23 mumps cases now connected to Temple outbreak

NORTH PHILADELPHIA (WPVI) -- The Philadelphia Health Department says there are now 23 cases tied to the mumps outbreak reported at Temple University.

It's the city's largest outbreak of the mumps since 2011, but it may not due to students skipping vaccines.

Unfortunately, we have seen outbreaks of the mumps popping up over the past several years. In fact, there were 15 outbreaks last year including ones at Penn State University and Harvard.

One reason is because the vaccine that protects against the virus can start to wear off over time.

The recent mumps outbreaks are more commonly seen on college campuses due to students being in close contact.

Some people infected will have no symptoms, while others can experience fever, headache, loss of appetite and fatigue, plus the tell-tale sign: swollen salivary glands.

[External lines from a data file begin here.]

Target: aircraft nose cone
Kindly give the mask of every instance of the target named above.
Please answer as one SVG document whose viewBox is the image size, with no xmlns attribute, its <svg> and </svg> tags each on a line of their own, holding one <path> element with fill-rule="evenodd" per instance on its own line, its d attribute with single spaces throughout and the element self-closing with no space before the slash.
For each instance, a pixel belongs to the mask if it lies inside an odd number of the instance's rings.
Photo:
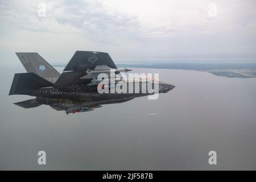
<svg viewBox="0 0 256 182">
<path fill-rule="evenodd" d="M 168 86 L 170 89 L 169 90 L 172 90 L 175 88 L 175 86 L 176 86 L 175 85 L 170 84 Z"/>
<path fill-rule="evenodd" d="M 165 88 L 166 90 L 164 90 L 164 92 L 169 92 L 170 90 L 172 90 L 175 88 L 175 85 L 167 84 Z"/>
</svg>

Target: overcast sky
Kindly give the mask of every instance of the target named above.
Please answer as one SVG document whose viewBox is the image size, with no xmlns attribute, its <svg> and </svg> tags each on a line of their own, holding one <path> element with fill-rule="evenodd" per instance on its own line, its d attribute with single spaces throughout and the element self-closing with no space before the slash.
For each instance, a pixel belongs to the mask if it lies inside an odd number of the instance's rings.
<svg viewBox="0 0 256 182">
<path fill-rule="evenodd" d="M 254 0 L 1 0 L 0 64 L 19 64 L 15 52 L 68 62 L 76 50 L 107 52 L 116 62 L 256 61 L 255 5 Z"/>
</svg>

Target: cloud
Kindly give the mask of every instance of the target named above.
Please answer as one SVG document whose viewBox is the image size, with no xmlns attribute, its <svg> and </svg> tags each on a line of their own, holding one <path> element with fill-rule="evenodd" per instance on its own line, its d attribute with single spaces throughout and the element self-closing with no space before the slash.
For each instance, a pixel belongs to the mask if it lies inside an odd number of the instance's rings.
<svg viewBox="0 0 256 182">
<path fill-rule="evenodd" d="M 209 15 L 209 3 L 217 16 Z M 39 17 L 39 3 L 46 16 Z M 77 50 L 118 61 L 255 60 L 254 1 L 0 2 L 0 58 L 35 51 L 67 61 Z M 46 57 L 47 58 L 47 57 Z"/>
</svg>

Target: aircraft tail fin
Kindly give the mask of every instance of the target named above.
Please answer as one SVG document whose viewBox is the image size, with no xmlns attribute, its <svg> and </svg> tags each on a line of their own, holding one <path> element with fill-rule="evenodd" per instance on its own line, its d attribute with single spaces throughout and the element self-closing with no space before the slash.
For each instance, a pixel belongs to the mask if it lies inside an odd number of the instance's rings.
<svg viewBox="0 0 256 182">
<path fill-rule="evenodd" d="M 25 109 L 38 107 L 42 104 L 36 100 L 36 98 L 30 99 L 29 100 L 26 100 L 14 104 L 15 105 L 16 105 L 17 106 L 19 106 L 20 107 Z"/>
<path fill-rule="evenodd" d="M 60 75 L 37 52 L 16 52 L 16 55 L 28 73 L 34 73 L 52 83 Z"/>
<path fill-rule="evenodd" d="M 40 88 L 52 86 L 53 84 L 34 73 L 15 73 L 10 90 L 10 95 L 30 95 Z"/>
</svg>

Complications are rare but can be serious. They include inflammation of the brain, hearing loss and male infertility.

And the mumps virus is very contagious.

"It's a very contagious disease and if you put a lot of college kids together in a dorm, it can easily be transmitted to bunches of different students," says Dr. John Russell, program director of family medicine at Abington Hospital, Jefferson Health.

It's spread through saliva and respiratory secretions (mucus). People remain contagious for about 9 days after symptoms start.

Temple University doesn't require proof of mumps vaccination but plans to start doing it with the 2019 incoming freshmen.

Most children receive two doses of the vaccine before the first grade. Russell says one can still contract the disease despite being vaccinated.

"What do you say to critics who say that's why I'm not getting my child vaccinated?" asks Action News reporter Christie Ileto.

"We see a certain amount of herd immunity. If the vaccine isn't effective in everyone, but everyone has been vaccinated, than everyone is protected," said Russell.

The CDC also recommends a third dose of the vaccine for high risk groups such as people in close contact to an infected person.

On college campuses, that includes roommates, fraternity and sorority members, and athletic team members.